This year’s County Health Rankings show us we still have work to do to reach that goal. More than one in 10 U.S. households spends more than half of what they earn on rent or mortgage payments, according to the 2019 Rankings. And the Rankings show stark differences across and within counties in whether residents can live in affordable homes, especially for those with low incomes and people of color.

Housing Burden

As housing expenses have outpaced local incomes, many families experience the burden of severe housing cost—meaning they pay more than half their income on housing. The 2019 Rankings find:

Where you live matters to your health.

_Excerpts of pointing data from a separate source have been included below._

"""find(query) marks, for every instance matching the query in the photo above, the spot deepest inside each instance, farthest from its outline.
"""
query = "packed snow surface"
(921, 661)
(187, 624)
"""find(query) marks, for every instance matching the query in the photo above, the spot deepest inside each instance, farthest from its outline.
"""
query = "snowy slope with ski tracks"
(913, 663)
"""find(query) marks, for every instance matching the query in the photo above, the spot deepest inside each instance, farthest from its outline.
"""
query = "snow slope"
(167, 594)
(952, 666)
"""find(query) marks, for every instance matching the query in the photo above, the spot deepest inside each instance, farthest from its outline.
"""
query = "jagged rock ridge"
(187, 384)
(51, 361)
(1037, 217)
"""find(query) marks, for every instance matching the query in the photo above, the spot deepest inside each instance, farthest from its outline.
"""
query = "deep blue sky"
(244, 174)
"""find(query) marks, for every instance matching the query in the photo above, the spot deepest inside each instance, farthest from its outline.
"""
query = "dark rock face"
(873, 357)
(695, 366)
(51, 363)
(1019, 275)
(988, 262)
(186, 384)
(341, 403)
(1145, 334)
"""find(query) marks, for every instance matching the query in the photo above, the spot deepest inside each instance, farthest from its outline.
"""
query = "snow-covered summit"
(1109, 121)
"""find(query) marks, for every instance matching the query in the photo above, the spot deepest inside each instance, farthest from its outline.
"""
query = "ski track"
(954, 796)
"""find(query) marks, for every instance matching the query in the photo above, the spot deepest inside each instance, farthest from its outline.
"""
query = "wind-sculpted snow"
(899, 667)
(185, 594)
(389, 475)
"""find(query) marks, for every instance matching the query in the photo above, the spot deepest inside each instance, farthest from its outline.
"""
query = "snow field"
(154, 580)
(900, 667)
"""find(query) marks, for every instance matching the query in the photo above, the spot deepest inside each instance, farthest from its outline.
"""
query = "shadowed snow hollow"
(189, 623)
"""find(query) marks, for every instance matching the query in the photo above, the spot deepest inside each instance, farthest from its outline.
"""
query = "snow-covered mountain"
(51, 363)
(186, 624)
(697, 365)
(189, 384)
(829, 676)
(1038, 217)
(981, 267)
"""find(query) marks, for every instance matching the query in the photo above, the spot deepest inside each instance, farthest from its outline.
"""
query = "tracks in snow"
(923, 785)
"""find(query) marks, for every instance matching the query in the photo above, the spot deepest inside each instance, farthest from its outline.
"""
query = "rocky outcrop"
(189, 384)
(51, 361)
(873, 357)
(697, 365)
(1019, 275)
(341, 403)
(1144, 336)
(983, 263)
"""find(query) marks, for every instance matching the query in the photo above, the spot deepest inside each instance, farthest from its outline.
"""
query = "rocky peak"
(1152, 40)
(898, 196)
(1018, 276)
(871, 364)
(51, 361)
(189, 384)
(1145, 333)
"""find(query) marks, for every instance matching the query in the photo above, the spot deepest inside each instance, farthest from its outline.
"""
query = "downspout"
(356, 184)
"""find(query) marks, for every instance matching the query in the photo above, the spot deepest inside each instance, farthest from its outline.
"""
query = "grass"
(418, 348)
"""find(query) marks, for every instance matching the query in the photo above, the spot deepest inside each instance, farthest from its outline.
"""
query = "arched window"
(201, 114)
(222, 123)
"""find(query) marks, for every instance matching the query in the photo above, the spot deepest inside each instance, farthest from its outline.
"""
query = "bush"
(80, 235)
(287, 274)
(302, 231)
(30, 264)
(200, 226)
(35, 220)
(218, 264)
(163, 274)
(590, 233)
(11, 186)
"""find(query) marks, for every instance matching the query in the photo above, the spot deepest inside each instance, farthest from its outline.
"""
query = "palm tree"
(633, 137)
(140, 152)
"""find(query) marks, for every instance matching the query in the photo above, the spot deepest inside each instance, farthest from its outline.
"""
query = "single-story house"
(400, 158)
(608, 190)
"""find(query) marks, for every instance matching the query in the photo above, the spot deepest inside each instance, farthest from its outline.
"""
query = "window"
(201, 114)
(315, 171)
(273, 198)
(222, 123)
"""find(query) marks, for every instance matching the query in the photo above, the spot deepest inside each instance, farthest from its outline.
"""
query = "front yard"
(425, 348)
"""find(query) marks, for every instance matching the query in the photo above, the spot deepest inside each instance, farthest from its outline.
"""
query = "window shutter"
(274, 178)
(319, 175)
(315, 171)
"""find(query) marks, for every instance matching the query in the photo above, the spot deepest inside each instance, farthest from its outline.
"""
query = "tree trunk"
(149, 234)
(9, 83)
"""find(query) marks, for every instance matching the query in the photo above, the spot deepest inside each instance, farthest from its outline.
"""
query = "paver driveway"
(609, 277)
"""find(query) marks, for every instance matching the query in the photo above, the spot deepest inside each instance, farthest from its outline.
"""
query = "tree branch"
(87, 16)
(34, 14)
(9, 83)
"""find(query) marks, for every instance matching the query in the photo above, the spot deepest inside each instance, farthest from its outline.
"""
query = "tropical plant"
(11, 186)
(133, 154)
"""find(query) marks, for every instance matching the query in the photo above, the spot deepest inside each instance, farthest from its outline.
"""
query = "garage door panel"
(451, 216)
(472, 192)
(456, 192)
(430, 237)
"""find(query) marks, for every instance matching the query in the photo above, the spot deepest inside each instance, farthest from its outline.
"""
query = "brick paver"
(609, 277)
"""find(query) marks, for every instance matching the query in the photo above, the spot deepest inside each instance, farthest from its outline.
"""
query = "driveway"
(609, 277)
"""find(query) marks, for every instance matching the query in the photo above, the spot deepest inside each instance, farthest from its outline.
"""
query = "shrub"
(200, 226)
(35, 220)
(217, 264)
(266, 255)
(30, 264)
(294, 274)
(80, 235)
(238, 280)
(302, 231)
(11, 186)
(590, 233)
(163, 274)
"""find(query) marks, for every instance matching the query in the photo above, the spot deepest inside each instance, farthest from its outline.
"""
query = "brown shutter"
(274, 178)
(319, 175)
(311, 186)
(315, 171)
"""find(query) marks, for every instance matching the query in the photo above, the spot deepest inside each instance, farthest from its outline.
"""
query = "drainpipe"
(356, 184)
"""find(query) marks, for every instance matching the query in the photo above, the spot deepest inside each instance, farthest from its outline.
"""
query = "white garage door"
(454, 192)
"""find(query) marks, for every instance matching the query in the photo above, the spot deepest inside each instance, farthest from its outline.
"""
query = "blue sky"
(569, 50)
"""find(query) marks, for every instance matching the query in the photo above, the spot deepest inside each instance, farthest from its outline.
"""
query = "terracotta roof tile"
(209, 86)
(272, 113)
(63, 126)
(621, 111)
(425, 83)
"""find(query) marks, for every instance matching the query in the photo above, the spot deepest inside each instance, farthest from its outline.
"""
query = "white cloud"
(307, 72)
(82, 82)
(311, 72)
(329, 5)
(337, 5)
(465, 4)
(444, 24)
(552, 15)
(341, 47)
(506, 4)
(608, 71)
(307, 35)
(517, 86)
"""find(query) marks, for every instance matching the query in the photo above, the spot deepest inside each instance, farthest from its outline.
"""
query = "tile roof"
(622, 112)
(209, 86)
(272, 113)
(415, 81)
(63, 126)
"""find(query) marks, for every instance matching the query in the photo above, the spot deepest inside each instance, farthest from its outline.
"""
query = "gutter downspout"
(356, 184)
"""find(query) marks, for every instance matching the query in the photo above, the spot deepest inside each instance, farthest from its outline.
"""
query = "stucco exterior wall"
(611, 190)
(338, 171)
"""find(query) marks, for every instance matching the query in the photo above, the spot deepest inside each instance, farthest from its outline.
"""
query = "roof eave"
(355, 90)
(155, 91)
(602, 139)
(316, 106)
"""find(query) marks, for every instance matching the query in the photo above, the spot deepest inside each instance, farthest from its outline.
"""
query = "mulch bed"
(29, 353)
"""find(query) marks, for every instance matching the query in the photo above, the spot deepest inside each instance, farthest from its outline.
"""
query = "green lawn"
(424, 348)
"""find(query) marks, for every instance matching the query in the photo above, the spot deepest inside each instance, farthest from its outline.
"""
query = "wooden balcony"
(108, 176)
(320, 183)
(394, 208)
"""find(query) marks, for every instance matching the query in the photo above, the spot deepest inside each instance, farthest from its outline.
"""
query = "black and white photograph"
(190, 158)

RWJF President and CEO Rich Besser discusses how housing is linked to health and equity in America. Read the 2019 Annual Message
  • Renters are more likely to be severely cost-burdened than homeowners.
  • For low-income renters, the burden is particularly harsh. With less income to draw on, at least 1 in 2 pays more than 50 percent of their paychecks on rent.
  • Severe housing cost burden also disproportionately impacts blacks, who are more likely to rent than own.

Severe housing costs are associated with deep health and social costs for communities, according to the 2019 Rankings. Across counties, as the share of households experiencing the burden of severe housing costs increases, there are more children in poverty, more people who don’t know where their next meal will come from, and more people in poor health.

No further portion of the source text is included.